Blocking on get. DashMap::get blocks the current OS thread if the shard is locked. In a multi-threaded async runtime like Tokio, blocking a worker thread is dangerous. If contention is high, you can starve the runtime. Use try_get if you need non-blocking access. try_get returns None if the shard is locked, allowing you to yield or retry.

Holding guards across await. If you hold a Ref or RefMut guard across an .await, you hold the shard lock across the await. This blocks other tasks from accessing that shard. In a single-threaded runtime, this deadlocks. In a multi-threaded runtime, it reduces concurrency.

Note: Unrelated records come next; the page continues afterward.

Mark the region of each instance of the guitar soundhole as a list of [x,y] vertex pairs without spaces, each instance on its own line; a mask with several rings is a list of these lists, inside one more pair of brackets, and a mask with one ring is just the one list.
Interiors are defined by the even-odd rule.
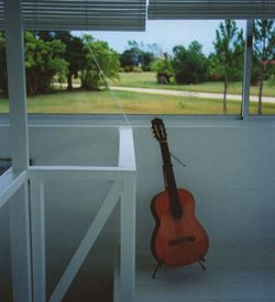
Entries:
[[168,242],[169,246],[195,242],[195,236],[180,237]]

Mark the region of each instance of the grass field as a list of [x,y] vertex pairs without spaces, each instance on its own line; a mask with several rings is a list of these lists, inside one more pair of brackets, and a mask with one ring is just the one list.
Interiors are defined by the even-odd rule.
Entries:
[[[136,92],[110,91],[58,91],[28,98],[29,113],[113,113],[120,114],[116,100],[128,114],[222,114],[222,100],[154,96]],[[8,112],[8,100],[0,99],[0,113]],[[229,114],[240,114],[241,103],[228,102]],[[252,103],[251,113],[256,114],[256,104]],[[265,104],[264,114],[275,114],[275,104]]]
[[[173,89],[173,90],[186,90],[195,92],[213,92],[222,93],[222,82],[204,82],[196,85],[158,85],[156,82],[155,72],[121,72],[120,80],[111,83],[113,86],[124,87],[142,87],[142,88],[158,88],[158,89]],[[241,94],[242,83],[233,82],[229,86],[228,93]],[[257,96],[258,87],[251,87],[251,96]],[[267,83],[264,86],[263,96],[275,97],[275,87],[268,87]]]

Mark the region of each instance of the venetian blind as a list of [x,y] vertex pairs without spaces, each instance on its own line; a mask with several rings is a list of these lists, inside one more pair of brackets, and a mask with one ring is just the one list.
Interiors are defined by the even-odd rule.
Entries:
[[275,0],[148,0],[148,19],[274,19]]
[[146,0],[22,0],[22,15],[24,30],[144,31]]

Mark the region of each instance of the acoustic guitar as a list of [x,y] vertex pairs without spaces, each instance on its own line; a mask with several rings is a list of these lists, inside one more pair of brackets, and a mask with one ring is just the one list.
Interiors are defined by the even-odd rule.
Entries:
[[201,261],[205,261],[209,239],[195,216],[194,197],[185,189],[177,189],[163,121],[154,119],[152,130],[161,146],[165,182],[165,191],[156,194],[151,203],[155,219],[151,249],[157,260],[156,269],[162,264],[185,266],[195,262],[205,269]]

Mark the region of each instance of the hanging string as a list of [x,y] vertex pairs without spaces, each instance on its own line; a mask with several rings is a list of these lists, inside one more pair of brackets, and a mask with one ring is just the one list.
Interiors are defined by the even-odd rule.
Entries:
[[88,47],[88,49],[89,49],[89,52],[90,52],[90,54],[91,54],[91,56],[92,56],[92,58],[94,58],[94,60],[95,60],[97,67],[98,67],[98,70],[99,70],[100,75],[102,76],[102,78],[103,78],[103,80],[105,80],[105,82],[106,82],[107,89],[109,90],[110,94],[112,96],[112,98],[113,98],[113,100],[114,100],[116,105],[119,108],[119,111],[120,111],[120,113],[122,114],[122,116],[124,118],[125,123],[127,123],[129,126],[131,126],[131,123],[129,122],[129,120],[128,120],[128,118],[127,118],[127,114],[125,114],[125,112],[124,112],[122,105],[120,104],[119,99],[117,98],[114,91],[110,88],[109,82],[108,82],[108,80],[107,80],[107,77],[106,77],[106,75],[105,75],[105,72],[103,72],[103,70],[102,70],[102,68],[100,67],[99,61],[98,61],[97,57],[95,56],[95,54],[94,54],[94,52],[92,52],[92,49],[91,49],[91,47],[90,47],[90,45],[89,45],[88,42],[87,42],[87,47]]

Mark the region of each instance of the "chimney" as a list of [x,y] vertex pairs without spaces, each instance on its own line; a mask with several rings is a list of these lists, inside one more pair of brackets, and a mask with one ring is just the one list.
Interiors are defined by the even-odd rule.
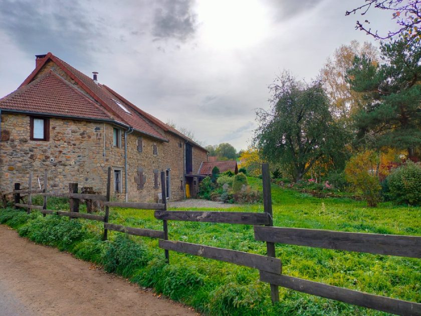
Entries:
[[93,71],[92,73],[94,74],[94,82],[98,84],[98,73],[96,71]]
[[38,67],[38,65],[44,61],[44,59],[47,56],[46,54],[44,55],[35,55],[35,68]]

Always drop the guard before awaiting.

// BAD: Holding guard across await blocks the shard.
let guard = map.get(&key);
tokio::time::sleep(std::time::Duration::from_millis(10)).await;
println!("{}", guard.value()); // Guard still held during sleep.

// GOOD: Clone the value and drop the guard.
let value = map.get(&key).map(|entry| entry.value().clone());
tokio::time::sleep(std::time::Duration::from_millis(10)).await;
if let Some(v) = value {
    println!("{}", v);
}

Non-Send values. DashMap requires keys and values to be Send + Sync. If you try to store Rc<T> or !Send types, the compiler rejects you with E0277. Use Arc<T> instead of Rc<T> for shared values.

Iteration performance. Iterating over a DashMap locks shards sequentially. If other tasks are accessing the map, iteration can be slow or inconsistent. Use iteration sparingly. If you need a snapshot, collect the data into a Vec or HashMap first.

Error codes. You will see E0277 when trait bounds fail. You will see E0382 (use of moved value) if you try to use a key after moving it into the map. You will see E0596 if you try to mutate a value without a RefMut. The compiler messages are precise. Read them.

Decision matrix

Choose the right tool for your concurrency pattern.

Use DashMap when you need high-concurrency random access with low contention. Use DashMap when you have many tasks performing independent lookups and updates on different keys. Use DashMap when you want to avoid the overhead of Arc<Mutex<HashMap>> for simple key-value operations.

Reach for Mutex<HashMap> when you need atomic operations across multiple keys. Use Mutex<HashMap> when you perform bulk updates or transactions that must be consistent. Use Mutex<HashMap> when iteration performance matters more than concurrent access.

Pick RwLock<HashMap> when reads vastly outnumber writes and contention is low. Use RwLock<HashMap> when you can tolerate blocking the entire map for writes but want concurrent reads. Use RwLock<HashMap> when you need async-aware locking via tokio::sync::RwLock.

Select channels when you have a producer-consumer pattern. Use channels when tasks send discrete messages rather than sharing mutable state. Use channels when you want to decouple producers from consumers.

Where to go next

Drop the guard before the await. Sharding wins for random access, loses for iteration. Trust the lock granularity.